*Anita Baker is asking fans to stop buying and streaming her music while she fights to reclaim ownership of her masters.
She wrote on Twitter that she has “outlived” all of her record contracts, and noted that a U.S. copyright law (Section 203) states that record labels are required “by law” to return the master recordings to artists after 30 years.
“They no longer ‘Own’ My Name & Likeness,” Baker tweeted. “And, by Law…30 yr old, Mstrs are 2B Returned, 2 Me.”
According to Section 203 of the Copyright Act, 35 years after an author/artist signs away the rights to a copyrighted work, they can file a request to legally take back ownership of it.
This, right HERE?&#!$
OWNership, allows you to Participate/Negotiate in Many Revenue Streams;
Based on *Dollars per Unit* https://t.co/LElZaDUfzW
— Anita Baker (@IAMANITABAKER) March 16, 2021
Here’s more from VICE:
Unfortunately for Baker, most of her music hasn’t been out long enough for her to use Section 203 to reclaim it. Six of her seven albums came out less than 35 years ago.
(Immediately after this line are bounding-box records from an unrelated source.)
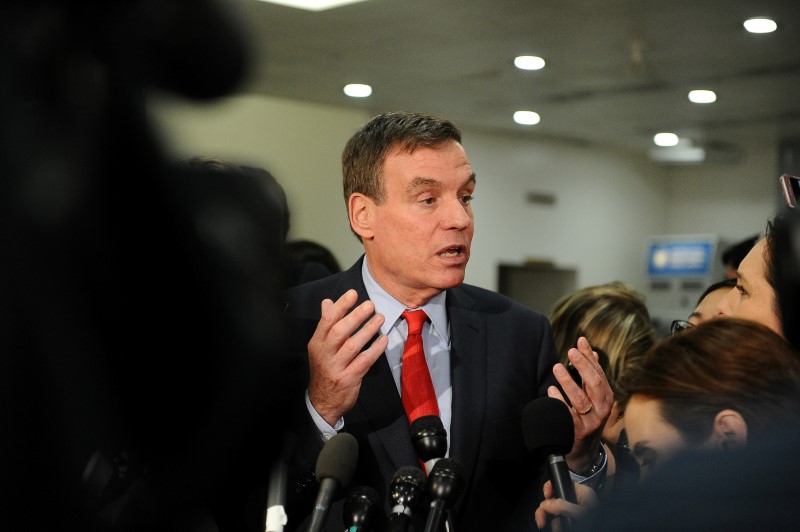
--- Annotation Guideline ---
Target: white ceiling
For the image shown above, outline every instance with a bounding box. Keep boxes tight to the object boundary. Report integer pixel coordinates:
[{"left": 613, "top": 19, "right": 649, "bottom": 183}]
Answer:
[{"left": 225, "top": 0, "right": 800, "bottom": 162}]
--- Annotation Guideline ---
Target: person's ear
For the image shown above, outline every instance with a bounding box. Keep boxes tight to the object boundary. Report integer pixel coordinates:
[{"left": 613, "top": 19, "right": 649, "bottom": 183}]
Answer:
[
  {"left": 712, "top": 409, "right": 747, "bottom": 449},
  {"left": 347, "top": 192, "right": 375, "bottom": 240}
]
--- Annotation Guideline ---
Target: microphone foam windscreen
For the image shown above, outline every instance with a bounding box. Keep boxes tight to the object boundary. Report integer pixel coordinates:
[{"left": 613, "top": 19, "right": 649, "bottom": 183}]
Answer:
[
  {"left": 392, "top": 466, "right": 427, "bottom": 490},
  {"left": 522, "top": 397, "right": 575, "bottom": 454},
  {"left": 314, "top": 432, "right": 358, "bottom": 486},
  {"left": 411, "top": 416, "right": 447, "bottom": 435}
]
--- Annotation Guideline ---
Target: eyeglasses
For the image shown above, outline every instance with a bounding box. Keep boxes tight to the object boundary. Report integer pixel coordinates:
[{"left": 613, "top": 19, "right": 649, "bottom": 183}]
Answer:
[{"left": 669, "top": 320, "right": 693, "bottom": 334}]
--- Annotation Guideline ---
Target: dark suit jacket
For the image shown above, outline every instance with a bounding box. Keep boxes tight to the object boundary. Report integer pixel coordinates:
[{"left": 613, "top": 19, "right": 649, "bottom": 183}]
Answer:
[{"left": 286, "top": 258, "right": 557, "bottom": 531}]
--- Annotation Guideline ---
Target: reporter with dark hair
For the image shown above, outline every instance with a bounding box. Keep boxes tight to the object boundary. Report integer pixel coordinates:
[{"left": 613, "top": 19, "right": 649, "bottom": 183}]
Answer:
[{"left": 716, "top": 216, "right": 784, "bottom": 335}]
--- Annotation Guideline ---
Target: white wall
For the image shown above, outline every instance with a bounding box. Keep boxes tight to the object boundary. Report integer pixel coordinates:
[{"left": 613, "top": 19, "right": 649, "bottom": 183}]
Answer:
[
  {"left": 464, "top": 131, "right": 668, "bottom": 289},
  {"left": 667, "top": 141, "right": 779, "bottom": 247},
  {"left": 151, "top": 92, "right": 777, "bottom": 310},
  {"left": 150, "top": 94, "right": 371, "bottom": 267}
]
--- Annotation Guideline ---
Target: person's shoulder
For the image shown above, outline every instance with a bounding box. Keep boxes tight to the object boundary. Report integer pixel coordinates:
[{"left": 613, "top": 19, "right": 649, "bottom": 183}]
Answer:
[{"left": 448, "top": 284, "right": 546, "bottom": 320}]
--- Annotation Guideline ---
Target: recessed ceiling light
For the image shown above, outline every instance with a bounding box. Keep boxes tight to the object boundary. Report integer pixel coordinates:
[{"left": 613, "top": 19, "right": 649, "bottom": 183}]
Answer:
[
  {"left": 514, "top": 111, "right": 541, "bottom": 126},
  {"left": 261, "top": 0, "right": 364, "bottom": 11},
  {"left": 744, "top": 17, "right": 778, "bottom": 33},
  {"left": 344, "top": 83, "right": 372, "bottom": 98},
  {"left": 689, "top": 89, "right": 717, "bottom": 103},
  {"left": 514, "top": 55, "right": 544, "bottom": 70},
  {"left": 653, "top": 133, "right": 678, "bottom": 146}
]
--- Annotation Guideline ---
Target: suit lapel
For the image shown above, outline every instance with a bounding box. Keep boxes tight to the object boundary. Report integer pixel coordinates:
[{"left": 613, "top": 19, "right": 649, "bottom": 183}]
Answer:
[
  {"left": 342, "top": 257, "right": 419, "bottom": 475},
  {"left": 447, "top": 288, "right": 487, "bottom": 500}
]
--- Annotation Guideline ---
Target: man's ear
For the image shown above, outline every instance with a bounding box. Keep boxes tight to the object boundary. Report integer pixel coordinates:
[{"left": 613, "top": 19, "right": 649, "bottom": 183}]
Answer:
[
  {"left": 347, "top": 192, "right": 375, "bottom": 240},
  {"left": 712, "top": 409, "right": 747, "bottom": 449}
]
That said, Baker’s first album, The Songstress, came out 37 years ago; she should be able file a claim for the master rights to it right now. And she should be able to do the same with her second album, Rapture, once it turns 35 next year.
Even still, Section 203 contains an exception that could make things difficult for her. It doesn’t apply to music created under “work-for-hire” contracts, which were ubiquitous back when Baker signed record deals with Beverly Glen (which released The Songstress) and Elektra (which released Rapture) in the 1980s. These contracts essentially state that artists are de-facto employees of a label, whose music becomes company property the second it’s recorded.
Baker’s request that Warner Music Group hand over her master recordings could turn out to be a long messy battle.